I was saddened at the weekend when I was alerted via Twitter that most of Newcastle-upon-Tyne’s libraries were under threat. On 10th November, both local papers, the Journal and the Evening Chronicle, carried detailed articles by Adrian Pearson in which we were told that”The vast majority of Newcastle’s 18 libraries will either be closed down or handed over to community groups as city chiefs set out £90m of cuts over the next three years. Only the newly-rebuilt city centre library is said to be safe from the axe.” One of the comments led me to a transcript of a Radio Four Today Programme interview from earlier in the year with Tony Durcan, head of Newcastle’s libraries, in which he “gave, at best, lukewarm support for the universal need for paid and qualified library staff”, offering the opinion that library work was “not brain surgery”. Well, other than brain surgery, nothing is, and it doesn’t hold out much hope for the libraries if this is the attitude of the boss. More hopeful is a pre-emptive campaign against the move by authors such as Alan Gibbons, Philip Pullman and Children’s Laureate Julia Donaldson which has been covered in the Bookseller, BBC News, and the Guardian. Local anti-cuts campaign Coalition of Resistance is also taking up the fight.
So how does this relate to Things 20 and 22? Well, Thing 22 was about volunteering in which I stated my opposition to job substitution and handing libraries over to community groups in this way. Thing 20 was about Library Routes, and part of the post I wrote in 2010 for that project said of a library I visited as a child “I was intrigued by all the Browne tickets and wondered how on earth they ever found mine (especially as they seemed to be in a different place each time). The only time I remember asking for help was when we had a kitchen planning project for Cookery and the person I asked took me straight to the right shelf which I thought was very clever.” You’ve guessed, that is one of the libraries on Newcastle’s little list. My family lived in Fenham between 1968, when I was 11, and 1973. To go back to the Evening Chronicle article, I read that “Fenham’s library is one of those with an uncertain future. Mark Johnson, 85, a retired police officer, said he goes to the library three or four times a week to read the newspapers. He has been using the service for 40 years. “I’m very disappointed. They got rid of the pool too. I think it would have a very big impact on people around here.”” I must have overlapped with Mr Johnson, perhaps we queued up at the counter together and marvelled at the way the library staff could always find our tickets?

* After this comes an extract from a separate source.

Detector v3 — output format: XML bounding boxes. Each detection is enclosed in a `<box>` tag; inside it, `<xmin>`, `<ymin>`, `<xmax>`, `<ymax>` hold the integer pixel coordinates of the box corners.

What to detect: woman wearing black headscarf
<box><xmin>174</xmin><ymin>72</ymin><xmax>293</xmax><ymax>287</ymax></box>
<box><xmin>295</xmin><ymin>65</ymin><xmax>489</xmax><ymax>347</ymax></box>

So this was the branch that first got me thinking about the methods of actually managing a library, starting me on the career path I later took. It also influenced my choice of degree subject – staff at Fenham never seemed to mind me using children’s tickets to take books out of the adult library. In those days, there wasn’t the fantastic choice of teenage literature that there is now, so I went through all the Agatha Christies that they had, then moved on to historical fiction. After that, I started taking out historical non-fiction and biographies which, coupled with a charismatic teacher, inspired me to study history at university. I can fairly say that Fenham Library shaped my life. Where are today’s young Geordies going to get that sort of experience if you close all the libraries now, Newcastle?